Dev-Centric Application Security Program

BACKGROUND

“In the insurance industry, we're dealing with very sensitive data,” said François Allard, Breathe Life’s Director of Engineering for Platform Teams, “We're subject to very strict regulations and laws because we handle PII and PHI like Quebec's Bill 64, the Health Insurance Portability and Accountability Act (HIPAA) and the California Consumer Privacy Act (CCPA), for example... We know that in order to scale, we need to put security up front in our process.”

Allard went searching for developer-centric security tooling that would make it simple to scale application security across the entire engineering organization at Breathe Life.

“We’re not trying to come up with a new way of working, we're pulling on industry best practices. We can see the value it provides by knowing upfront that our product is secure. Waiting until production becomes a lot more costly and also introduces the potential for a breach."

To execute upon this vision, Allard began searching for developer-centric security tools that could be integrated into the development process. Of equal importance was a model of security that allowed for individual developers to take ownership of the code they were creating.

The StackHawk scan with the Open API showed us that the real application was being tested and it’s not just checking the box to meet some compliance requirement that we have.

THE PROBLEM

Highly regulated organization with a need to prioritize finding and fixing security vulnerabilities early in the development lifecycle.

THE SOLUTION

Dev-centric approach to security testing with Snyk and StackHawk giving individual developers the ability to take ownership of the code they were creating.

THE RESULTS

Security as a shared responsibility across the organization with best in class solutions to easily manage findings while eliminating noise was key to scaling the team’s application security program.

CHOOSING A SOLUTION

Allard knew there was no silver bullet to solve all of the needs he had for application security. Instead, he sought to find best-in-class tools that would make his vision for a scaled application security program possible.
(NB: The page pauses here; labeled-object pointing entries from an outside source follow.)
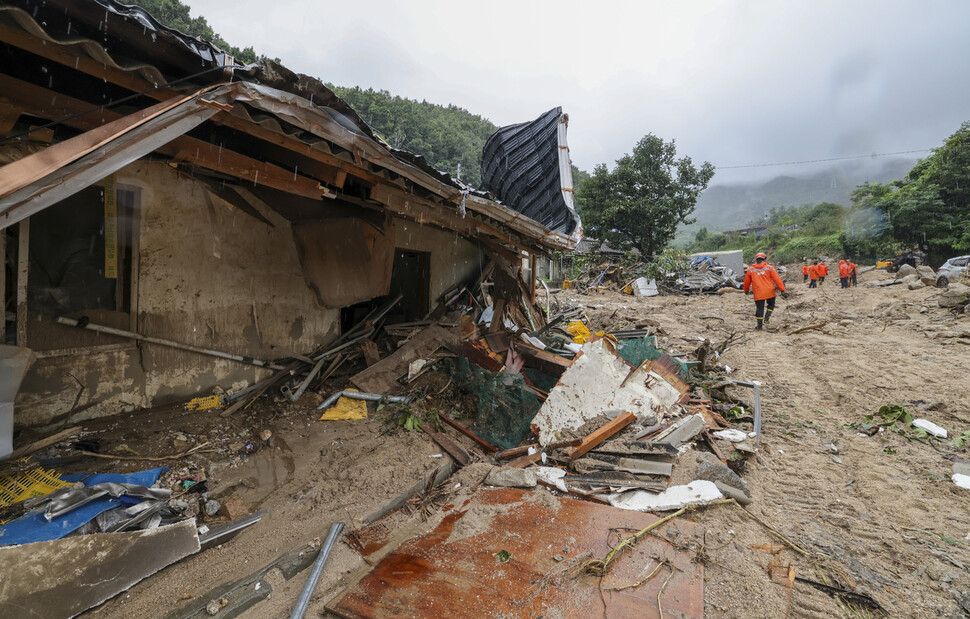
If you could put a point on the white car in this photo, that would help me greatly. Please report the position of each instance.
(951, 271)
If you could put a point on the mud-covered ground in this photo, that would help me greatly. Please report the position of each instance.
(881, 511)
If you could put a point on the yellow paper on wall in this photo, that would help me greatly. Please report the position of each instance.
(579, 332)
(346, 408)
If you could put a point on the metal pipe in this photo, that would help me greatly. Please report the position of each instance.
(311, 581)
(757, 405)
(294, 396)
(369, 397)
(155, 340)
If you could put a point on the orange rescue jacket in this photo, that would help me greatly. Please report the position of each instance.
(762, 280)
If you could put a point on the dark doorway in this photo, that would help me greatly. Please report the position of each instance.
(410, 278)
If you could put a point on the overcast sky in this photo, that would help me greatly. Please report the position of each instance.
(734, 82)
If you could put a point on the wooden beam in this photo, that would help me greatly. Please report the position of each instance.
(41, 102)
(3, 286)
(343, 168)
(601, 434)
(211, 157)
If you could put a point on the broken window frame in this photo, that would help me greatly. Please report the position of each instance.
(127, 281)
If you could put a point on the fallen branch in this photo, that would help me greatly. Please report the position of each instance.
(817, 325)
(30, 448)
(196, 449)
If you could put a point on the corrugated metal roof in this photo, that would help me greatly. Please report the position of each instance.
(142, 46)
(521, 165)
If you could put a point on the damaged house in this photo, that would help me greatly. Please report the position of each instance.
(166, 199)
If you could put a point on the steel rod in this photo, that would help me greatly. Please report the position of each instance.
(311, 581)
(156, 340)
(359, 395)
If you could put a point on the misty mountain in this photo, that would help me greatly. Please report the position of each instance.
(726, 207)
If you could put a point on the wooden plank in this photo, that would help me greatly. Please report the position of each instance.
(83, 63)
(524, 461)
(454, 449)
(454, 424)
(443, 575)
(515, 451)
(23, 272)
(600, 435)
(371, 354)
(382, 376)
(3, 286)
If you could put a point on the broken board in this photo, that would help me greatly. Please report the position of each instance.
(600, 381)
(453, 571)
(65, 577)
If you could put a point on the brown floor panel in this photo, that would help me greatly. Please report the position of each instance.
(453, 571)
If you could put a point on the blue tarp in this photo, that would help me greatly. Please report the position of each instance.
(33, 527)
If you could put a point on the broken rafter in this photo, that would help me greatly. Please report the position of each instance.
(38, 101)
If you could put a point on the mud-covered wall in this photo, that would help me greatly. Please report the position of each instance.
(453, 258)
(209, 275)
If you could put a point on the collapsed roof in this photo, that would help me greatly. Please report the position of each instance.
(112, 84)
(527, 166)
He first discovered Snyk, and later StackHawk, and recognized that the two had a “similar dev-centric approach.” As a result, he chose to build a program with these two partners.
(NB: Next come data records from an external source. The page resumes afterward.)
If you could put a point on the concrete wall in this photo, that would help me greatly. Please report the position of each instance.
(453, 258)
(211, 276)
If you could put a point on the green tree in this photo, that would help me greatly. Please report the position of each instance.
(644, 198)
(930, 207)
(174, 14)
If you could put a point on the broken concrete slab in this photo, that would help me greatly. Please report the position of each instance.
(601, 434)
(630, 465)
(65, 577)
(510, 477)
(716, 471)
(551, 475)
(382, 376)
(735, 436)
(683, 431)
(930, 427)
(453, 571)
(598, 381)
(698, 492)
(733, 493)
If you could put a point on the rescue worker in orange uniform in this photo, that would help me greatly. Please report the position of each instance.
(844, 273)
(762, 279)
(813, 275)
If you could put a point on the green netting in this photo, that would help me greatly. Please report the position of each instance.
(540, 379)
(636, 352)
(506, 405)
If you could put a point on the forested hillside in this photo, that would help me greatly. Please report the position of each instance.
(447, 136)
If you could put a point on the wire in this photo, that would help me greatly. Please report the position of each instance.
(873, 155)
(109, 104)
While Snyk’s SCA tool helped Breathe Life secure the open source libraries they used, Allard was also looking for a Dynamic Application Security Testing (DAST) tool, to ensure that Breathe Life’s proprietary code was also protected.

His team was building a Single Page App that relied on Javascript and backing APIs. Existing tools in the market were falling short of what Allard knew he needed.

EXPERIENCE WITH STACKHAWK

“One of StackHawk’s key differentiators was the ability to leverage the Open API spec in order to better scan the application. The typical Ajax spider from other products are pretty limited in what they could find… there was no real part of our application that was tested,” said Allard, “The StackHawk scan with the Open API showed us that the real application was being tested and it's not just checking the box to meet some compliance requirement that we have.”

But it wasn’t just the findings that impressed Allard. It was also what his team could do with them.

“Managing findings is another thing we like with StackHawk. Being able to easily manage those, and not adding noise to scans when you have the same thing over and over is super helpful,” said Allard.

Allard is early in the journey of deploying Snyk and StackHawk, but is already reaping the benefits of having greater confidence in the code that is shipped.

As we grow, we'll have more and more ways to automate...We are putting the building blocks in place so developers can take on these types of responsibilities.